Trapped ions have been used in some of the most advanced demonstrations of quantum information processing to date, with as many as 14 ions entangled at once. Ions are also seen as a promising system for simulation, thanks to research showing that their vibrational modes (phonons) can mimic the widely applied 'Bose-Hubbard model'. This model is invoked to describe the properties of some types of quantum phase, such as Mott Insulator and superfluid states.
Researchers are keen to have a tunable system to simulate the properties of the Bose-Hubbard model, with the hope both of understanding better the behaviour of existing materials and for informing the design of new ones.
Manas and his co-authors Tarun Dutta, a CQT PhD student, and Krishnendu Sengupta at the Indian Association for the Cultivation of Science in Kolkata, India, looked in detail at the schemes proposed to implement Bose-Hubbard models in ion trap system. They realised that making phonons interact differently can be applied to other goals, too. The co-authors show that it is possible to set up an entangled state of phonons or concentrate all the phonons at one ion by using just one phase ramp of a laser. Because phonons in this system are effectively heat (in the form of vibrational energy), moving all the phonons to one ion is equivalent to cooling the rest. One could imagine computing schemes where one ion is sacrificed as a heat sink, protecting other ions that are involved in the calculation.
The approach could be relatively easy to implement. Setting up the phonon interactions involves one laser shining on one ion at a time – applying a potential over a finite ramp time – which requires less complicated apparatus than other approaches for creating entanglement or doing cooling. The technique can also be applied to ions that are difficult to cool by other methods, such as the Ba+ ions that Manas and his group are working with.

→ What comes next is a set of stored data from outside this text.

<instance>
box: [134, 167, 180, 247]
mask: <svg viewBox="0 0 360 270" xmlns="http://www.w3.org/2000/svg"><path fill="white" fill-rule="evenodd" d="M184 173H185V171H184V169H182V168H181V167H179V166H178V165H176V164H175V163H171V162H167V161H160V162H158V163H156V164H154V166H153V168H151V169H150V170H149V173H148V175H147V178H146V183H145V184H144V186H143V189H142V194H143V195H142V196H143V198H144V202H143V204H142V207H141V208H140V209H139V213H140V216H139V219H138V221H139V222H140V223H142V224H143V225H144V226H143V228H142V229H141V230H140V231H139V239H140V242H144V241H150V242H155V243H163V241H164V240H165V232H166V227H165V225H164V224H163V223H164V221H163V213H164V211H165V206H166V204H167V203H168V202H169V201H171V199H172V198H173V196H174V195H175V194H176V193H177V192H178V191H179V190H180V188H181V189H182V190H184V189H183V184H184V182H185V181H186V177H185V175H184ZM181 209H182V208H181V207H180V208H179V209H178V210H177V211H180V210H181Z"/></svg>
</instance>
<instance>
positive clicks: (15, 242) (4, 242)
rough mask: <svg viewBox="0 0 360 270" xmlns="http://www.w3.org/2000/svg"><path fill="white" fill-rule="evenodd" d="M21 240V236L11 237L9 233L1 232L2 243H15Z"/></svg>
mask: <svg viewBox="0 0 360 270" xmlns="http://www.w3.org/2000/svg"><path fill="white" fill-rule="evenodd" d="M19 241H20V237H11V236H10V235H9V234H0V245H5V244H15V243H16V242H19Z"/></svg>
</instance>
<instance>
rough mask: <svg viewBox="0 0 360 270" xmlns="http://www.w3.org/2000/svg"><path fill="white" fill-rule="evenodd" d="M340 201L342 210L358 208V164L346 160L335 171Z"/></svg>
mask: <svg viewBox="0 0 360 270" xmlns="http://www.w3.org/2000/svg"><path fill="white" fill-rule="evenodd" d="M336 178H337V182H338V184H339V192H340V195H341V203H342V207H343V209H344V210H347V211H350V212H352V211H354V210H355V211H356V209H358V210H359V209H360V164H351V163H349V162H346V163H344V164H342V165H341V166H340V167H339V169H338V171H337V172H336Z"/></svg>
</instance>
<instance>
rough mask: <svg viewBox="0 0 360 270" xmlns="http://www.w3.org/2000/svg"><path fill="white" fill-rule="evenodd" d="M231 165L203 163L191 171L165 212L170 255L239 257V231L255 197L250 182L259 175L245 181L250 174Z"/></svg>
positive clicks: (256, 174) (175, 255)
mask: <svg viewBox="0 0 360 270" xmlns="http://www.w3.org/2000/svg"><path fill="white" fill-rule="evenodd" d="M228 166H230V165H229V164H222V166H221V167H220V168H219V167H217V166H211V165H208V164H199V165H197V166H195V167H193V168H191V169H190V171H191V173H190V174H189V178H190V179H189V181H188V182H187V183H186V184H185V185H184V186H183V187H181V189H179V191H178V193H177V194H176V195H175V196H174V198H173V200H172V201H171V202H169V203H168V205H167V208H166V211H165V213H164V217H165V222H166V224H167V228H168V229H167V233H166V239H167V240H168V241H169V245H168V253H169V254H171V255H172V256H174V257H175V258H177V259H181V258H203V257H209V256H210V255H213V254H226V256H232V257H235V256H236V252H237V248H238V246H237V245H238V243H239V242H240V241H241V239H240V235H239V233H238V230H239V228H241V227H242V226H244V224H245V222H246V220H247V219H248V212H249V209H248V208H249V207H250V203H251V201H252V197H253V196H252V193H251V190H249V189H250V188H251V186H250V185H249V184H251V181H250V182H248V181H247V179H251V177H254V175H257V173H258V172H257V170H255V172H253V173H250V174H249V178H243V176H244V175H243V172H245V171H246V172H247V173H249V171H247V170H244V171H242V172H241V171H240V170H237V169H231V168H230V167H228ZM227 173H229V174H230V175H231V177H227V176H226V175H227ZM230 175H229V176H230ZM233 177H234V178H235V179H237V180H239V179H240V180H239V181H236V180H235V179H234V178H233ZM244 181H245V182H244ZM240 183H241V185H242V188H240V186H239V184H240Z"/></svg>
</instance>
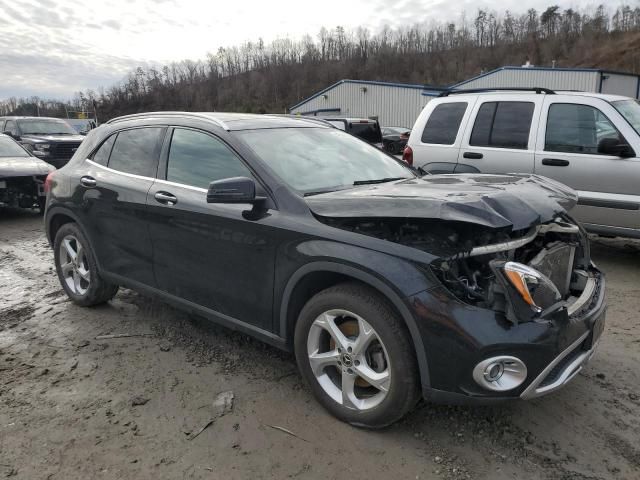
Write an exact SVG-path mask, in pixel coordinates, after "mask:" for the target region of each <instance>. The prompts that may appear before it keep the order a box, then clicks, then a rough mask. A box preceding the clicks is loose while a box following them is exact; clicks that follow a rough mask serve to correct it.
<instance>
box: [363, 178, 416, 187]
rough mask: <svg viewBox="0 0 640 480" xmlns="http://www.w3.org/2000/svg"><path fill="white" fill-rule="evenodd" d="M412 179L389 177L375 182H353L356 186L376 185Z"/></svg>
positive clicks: (376, 179) (380, 178) (379, 179)
mask: <svg viewBox="0 0 640 480" xmlns="http://www.w3.org/2000/svg"><path fill="white" fill-rule="evenodd" d="M409 178H410V177H387V178H376V179H375V180H356V181H355V182H353V184H354V185H374V184H376V183H387V182H393V181H395V180H408V179H409Z"/></svg>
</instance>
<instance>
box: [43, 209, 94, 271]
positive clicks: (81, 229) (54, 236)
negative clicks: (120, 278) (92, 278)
mask: <svg viewBox="0 0 640 480" xmlns="http://www.w3.org/2000/svg"><path fill="white" fill-rule="evenodd" d="M67 223H75V224H76V225H77V226H78V228H79V229H80V231H81V232H82V234H83V235H84V237H85V238H86V239H87V240H88V241H89V243H91V237H90V236H89V235H88V234H87V231H86V229H85V228H84V227H83V226H82V223H81V222H80V219H79V218H78V216H77V215H76V214H75V213H73V212H72V211H70V210H68V209H66V208H64V207H53V208H49V209H48V210H47V213H46V218H45V229H46V232H47V240H49V245H51V247H53V242H54V241H55V238H56V234H57V233H58V230H60V228H61V227H62V226H63V225H65V224H67ZM94 257H95V261H96V265H97V267H98V270H101V266H100V260H99V259H98V258H97V255H95V254H94Z"/></svg>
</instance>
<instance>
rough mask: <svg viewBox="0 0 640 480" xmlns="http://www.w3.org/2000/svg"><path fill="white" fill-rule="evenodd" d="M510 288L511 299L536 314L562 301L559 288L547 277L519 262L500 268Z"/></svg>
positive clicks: (511, 262)
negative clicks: (527, 308)
mask: <svg viewBox="0 0 640 480" xmlns="http://www.w3.org/2000/svg"><path fill="white" fill-rule="evenodd" d="M498 270H499V271H500V272H501V273H502V275H503V276H504V278H505V279H506V280H507V284H508V286H509V287H510V293H511V294H510V297H512V298H513V297H515V298H519V299H520V300H521V301H523V302H524V303H525V304H527V305H528V306H529V307H530V308H531V309H532V310H533V311H534V312H535V313H540V312H542V311H543V310H544V309H546V308H549V307H551V306H552V305H554V304H555V303H557V302H559V301H560V300H561V299H562V295H560V292H559V291H558V288H557V287H556V286H555V285H554V283H553V282H552V281H551V280H550V279H549V277H547V276H546V275H544V274H542V273H540V272H539V271H537V270H536V269H534V268H531V267H529V266H527V265H524V264H522V263H517V262H506V263H504V264H503V265H501V266H499V267H498Z"/></svg>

In an ion trap experiment, the ions are typically confined along a line using electric fields and held in a vacuum so that they have minimal interaction with the environment. They are cooled to near the zero point energy of the trap potential so that they remain almost perfectly still. (At room temperature, atoms are zipping around at speeds of a few hundred metres per second.)
Manas and his team began building their ion trap setup after Manas joined CQT as a Principle Investigator in 2012. In November, they trapped their first clouds of ions (pictured right). This is a first step towards having well-controlled string of particles to experiment on.
In the paper, Manas and his coauthors also calculate experimentally relevant parameters for creating entangled states and cooling in the Ba+ system they are implementing. Manas says the proposal is on the team's list of longer-term science goals.
For more details, see "Ramp Dynamics of Photons in an Ion Trap: Entanglement Generation and Cooling", Phys. Rev. Lett. 111, 170406 (2013); arXiv:1305.5555.